En avril 2005, son fils est étudiant à l’Ecole de gestion et de commerce de Bretagne (EGCB), à Saint-Malo (Ille-et-Vilaine). Au programme de la deuxième année, un stage de 12 à 14 semaines dans une entreprise étrangère, «dans un service commercial, marketing, communication ou achats», selon la plaquette de l’établissement. Sur Internet, Benjamin entre en contact avec Terry Patterson, un Britannique de 65 ans, installé en Thaïlande à la tête de Sunny Golf Holidays, un petit business proposant aux étrangers la visite des golfs locaux. Quelques courriels et un fax plus tard, une convention de stage est signée.

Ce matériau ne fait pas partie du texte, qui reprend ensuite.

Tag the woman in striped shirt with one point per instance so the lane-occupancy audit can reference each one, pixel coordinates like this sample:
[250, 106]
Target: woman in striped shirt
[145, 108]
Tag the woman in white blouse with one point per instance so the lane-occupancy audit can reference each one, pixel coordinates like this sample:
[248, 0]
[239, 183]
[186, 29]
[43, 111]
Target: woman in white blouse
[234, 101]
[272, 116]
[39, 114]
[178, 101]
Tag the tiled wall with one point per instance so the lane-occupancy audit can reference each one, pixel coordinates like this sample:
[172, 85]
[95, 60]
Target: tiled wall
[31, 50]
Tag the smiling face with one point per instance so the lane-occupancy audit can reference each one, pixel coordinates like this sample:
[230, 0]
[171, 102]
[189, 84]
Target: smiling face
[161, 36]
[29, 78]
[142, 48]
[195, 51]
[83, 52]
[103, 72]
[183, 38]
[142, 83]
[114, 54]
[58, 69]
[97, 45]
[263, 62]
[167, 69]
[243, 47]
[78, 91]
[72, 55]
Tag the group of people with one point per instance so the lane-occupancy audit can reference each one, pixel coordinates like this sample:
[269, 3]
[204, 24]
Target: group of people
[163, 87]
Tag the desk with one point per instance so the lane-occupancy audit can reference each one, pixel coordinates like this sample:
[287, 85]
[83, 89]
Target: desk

«Tragédie». La mission de Benjamin tient en quelques lignes : «Assister le directeur exécutif dans ses activités quotidiennes, aider à la préparation des comptes», le seul contact indiqué par le maître de stage est une adresse électronique. L’école valide la convention et début mai 2005, Benjamin s’envole pour Pattaya. «Pour moi, il n’y a pas eu de défaut. L’école a visité le site Internet de cette société sans qu’un élément soit de nature à douter de son sérieux», persiste Patrick Charpy, directeur général de la chambre de commerce et d’industrie (CCI) de Saint-Malo, organisme de tutelle de l’EGCB.

Loin du tour-opérateur ayant pignon sur rue, Benjamin découvre sur place que Terry Patterson gère seul, depuis son domicile, une société même pas immatriculée au registre du commerce local. Surtout, Benjamin comprend que le principal attrait des golfs thaïlandais n’est pas la qualité de leurs greens, mais plutôt les caddies, exclusivement féminins, recrutées pour pousser les chariots des clients.

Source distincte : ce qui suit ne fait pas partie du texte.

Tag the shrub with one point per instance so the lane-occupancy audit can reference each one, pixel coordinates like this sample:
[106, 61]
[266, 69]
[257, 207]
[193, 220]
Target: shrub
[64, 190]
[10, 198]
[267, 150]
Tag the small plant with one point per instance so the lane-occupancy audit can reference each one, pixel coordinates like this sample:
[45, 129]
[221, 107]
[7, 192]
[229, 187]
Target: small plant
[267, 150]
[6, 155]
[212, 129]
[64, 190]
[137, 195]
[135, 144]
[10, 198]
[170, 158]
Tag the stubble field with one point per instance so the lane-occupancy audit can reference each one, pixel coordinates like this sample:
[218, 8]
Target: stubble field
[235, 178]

Au siège de la Sunny Golf Holidays, John Clement, un nouvel associé, regrette cette «tragédie» , mais refuse toute question sur l’activité de l’entreprise. A l’ambassade de France à Bangkok, on euphémise : «Pattaya n’est pas l’un des endroits les plus sûrs. Les touristes qui s’y rendent sont connaisseurs de la chose.» Benjamin aurait évoqué les dessous de son job à quelques amis, mais sans oser en parler à ses parents. Me Axel Pivet, leur avocat, explique : «C’est sans doute un peu difficile, quand on a 20 ans, d’annoncer à ses parents : Je recrute des putes. »

«Vérité». Dans ses échanges avec sa responsable pédagogique, Benjamin se plaint de semaines de «60 à 70 heures, sans jour de repos», évoque la possibilité de mettre fin à son stage. Mais il hésite : «Si je quitte mon stage ce sera très mal vu vis-à-vis de vous et du reste de l’administration.» La réponse de l’école est lapi daire : «Vous devez tenir, pas par obligation morale envers nous, mais pour valider votre deuxième année à l’EGCB. Vous connaissez le contrat : 13 semaines dans la même entreprise […]. Ne rentrez pas dans un scénario de rupture prématurément.»

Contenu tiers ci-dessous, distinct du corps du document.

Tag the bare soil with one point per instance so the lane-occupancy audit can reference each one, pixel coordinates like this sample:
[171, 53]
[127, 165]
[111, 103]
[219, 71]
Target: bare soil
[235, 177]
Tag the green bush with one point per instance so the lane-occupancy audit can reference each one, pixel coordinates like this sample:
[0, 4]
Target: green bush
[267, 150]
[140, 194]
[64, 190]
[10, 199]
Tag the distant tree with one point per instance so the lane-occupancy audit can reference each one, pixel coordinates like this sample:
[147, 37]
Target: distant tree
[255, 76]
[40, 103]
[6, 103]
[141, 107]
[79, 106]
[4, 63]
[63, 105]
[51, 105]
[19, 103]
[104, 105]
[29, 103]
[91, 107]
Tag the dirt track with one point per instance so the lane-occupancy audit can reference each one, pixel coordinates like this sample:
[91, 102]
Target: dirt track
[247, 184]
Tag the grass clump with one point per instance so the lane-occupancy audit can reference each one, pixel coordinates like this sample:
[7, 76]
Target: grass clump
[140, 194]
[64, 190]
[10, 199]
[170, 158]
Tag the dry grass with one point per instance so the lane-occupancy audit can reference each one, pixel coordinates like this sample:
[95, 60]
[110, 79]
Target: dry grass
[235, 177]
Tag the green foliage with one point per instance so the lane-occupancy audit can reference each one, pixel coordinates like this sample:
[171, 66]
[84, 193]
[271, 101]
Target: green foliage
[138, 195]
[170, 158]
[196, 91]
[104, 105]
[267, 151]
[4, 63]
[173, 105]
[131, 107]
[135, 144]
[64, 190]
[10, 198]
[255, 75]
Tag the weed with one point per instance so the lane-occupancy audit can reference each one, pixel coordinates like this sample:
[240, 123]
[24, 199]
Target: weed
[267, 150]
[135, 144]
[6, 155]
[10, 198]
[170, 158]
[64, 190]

A Pattaya, le film se noircit. Le 23 juin 2005, Benjamin est agressé, au couteau et par balle, une histoire de vol à la tire. L’école est prévenue, les parents de Benjamin demandent son retour immédiat. Pas question pour l’EGCB, qui se retranche aujourd’hui derrière la volonté affichée par Benjamin de rester sur place. Une semaine plus tard, au matin du dimanche 3 juillet 2005, Benjamin, en deux-roues, est renversé par une voiture. Longues opérations à Pattaya, puis à Bangkok, la capitale. Benjamin est dans le coma, il ne le quittera plus. Quelques semaines plus tard, il est rapatrié en France, où son état est aujourd’hui jugé «irréversible» .

Obligations. «Une entreprise a une obligation de sécurité vis-à-vis de ses salariés. Une école, quand elle signe une convention de stage, a la même vis-à-vis des étudiants. Que ce soit par le règlement ou par la loi, les obligations faites aux entreprises en matière de stage doivent être précisées», voilà l’argumentation de Me Axel Pivet, qui a par ailleurs lancé une procédure auprès de la Sécurité sociale visant à faire reconnaître l’accident de circulation comme accident du travail.

En attendant, les élèves font leur rentrée ces jours-ci à l’EGCB, acquittant des frais de scolarité de 3 000 euros par an. Patrick Charpy, de la CCI, af­firme : «Pour l’image de l’école, l’important c’est de rétablir la vérité. On donnera [aux nouveaux étudiants] toute l’information.»